Ses mains expertes allaient et venaient sur les tiges, enlevant débris et feuilles fanées pour composer un bouquet de tulipes blanches ravissant. Il emballa le tout dans un papier journal de la veille avant de demander à la cliente de régler. L'hybride mésange fut ravie en prenant le bouquet dans ses mains, aussi retrouva t-elle le sourire tout en observant Jisung.
« Merci, vous êtes un fleuriste passionné, et vous sentez très bon ! Bonne journée ! »
Toujours aussi poliment, l'hybride écureuil la remercia avant que celle-ci ne s'éclipse. Pourtant, lorsque la clochette retentit de nouveau pour laisser Jisung seul, il se sentit submergé par la mélancolie et son sourire s'effaça.
Son odeur était un réel souci à ses yeux. Tous les Omégas qu'il connaissait étaient de véritables plaisirs à sentir. Des parfums frais, délicats, floraux voir parfois épicés, qu'il enviait. Malgré l'assurance de ses amis, même des plus proches qui lui disaient que son odeur était agréable, Jisung avait conscience que ce n'était pas le cas.
Il sentait l'encre chaude et le papier bon marché, une odeur d'imprimerie qui lui donnait presque l'urticaire. Ne supportant pas son odeur depuis qu'il avait apprit qu'il était Oméga, il s'était alors perdu dans la passion des fleurs.

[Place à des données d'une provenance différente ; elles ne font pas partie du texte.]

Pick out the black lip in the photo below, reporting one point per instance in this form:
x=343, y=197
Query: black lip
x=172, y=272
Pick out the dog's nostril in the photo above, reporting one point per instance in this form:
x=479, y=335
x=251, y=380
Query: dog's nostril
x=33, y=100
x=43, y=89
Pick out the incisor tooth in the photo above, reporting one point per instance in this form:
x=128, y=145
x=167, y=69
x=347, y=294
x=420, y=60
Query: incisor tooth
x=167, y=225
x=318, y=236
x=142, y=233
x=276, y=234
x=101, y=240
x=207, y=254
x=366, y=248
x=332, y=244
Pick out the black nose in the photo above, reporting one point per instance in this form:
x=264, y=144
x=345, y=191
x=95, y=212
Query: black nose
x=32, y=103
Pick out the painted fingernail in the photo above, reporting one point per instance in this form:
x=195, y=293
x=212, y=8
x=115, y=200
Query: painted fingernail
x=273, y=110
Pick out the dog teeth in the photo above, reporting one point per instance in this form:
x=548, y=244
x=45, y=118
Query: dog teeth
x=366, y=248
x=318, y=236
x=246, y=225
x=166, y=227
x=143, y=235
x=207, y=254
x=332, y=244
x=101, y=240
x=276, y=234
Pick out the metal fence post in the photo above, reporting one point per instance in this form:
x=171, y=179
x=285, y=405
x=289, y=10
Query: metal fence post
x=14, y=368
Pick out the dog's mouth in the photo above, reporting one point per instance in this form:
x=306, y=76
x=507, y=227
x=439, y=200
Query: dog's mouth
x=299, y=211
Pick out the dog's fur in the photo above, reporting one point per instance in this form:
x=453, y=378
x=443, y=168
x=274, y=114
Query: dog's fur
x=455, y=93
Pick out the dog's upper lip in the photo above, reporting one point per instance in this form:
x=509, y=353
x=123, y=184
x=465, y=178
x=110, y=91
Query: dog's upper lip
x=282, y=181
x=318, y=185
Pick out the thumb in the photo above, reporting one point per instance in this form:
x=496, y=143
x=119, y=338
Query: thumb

Il s'y était vautré jusqu'à s'en rendre malade. Sa famille n'avait pas les moyens de lui offrir du parfum pour diminuer sa peine, aussi avait il simplement décidé d'embrasser la carrière de fleuriste pour rester au plus proche de ses précieuses fleurs. Des années auparavant, il avait ouvert cette boutique avec son ami Félix, un magnifique Oméga au parfum de miel dont il jalousait ouvertement l'odeur.
Ainsi que la relation qu'il entretenait avec son compagnon.
Félix était uni à Changbin, un Bêta hybride ours, bien plus effrayant d'apparence que dans la réalité. Il pouvait sembler pataud et parfois bourru, mais à chaque fois que Jisung l'avait vu il ne pouvait pas s'empêcher de le trouver incroyablement attentionné avec son Oméga. Rien qu'en y songeant, le jeune hybride fit une moue boudeuse dans son magasin. Bien entendu que son ami méritait plus que tout d'être heureux et bien portant, il le souhaitait de tout son cœur. Mais lui, avec son odeur poussiéreuse et rance, que pouvait il espérer ?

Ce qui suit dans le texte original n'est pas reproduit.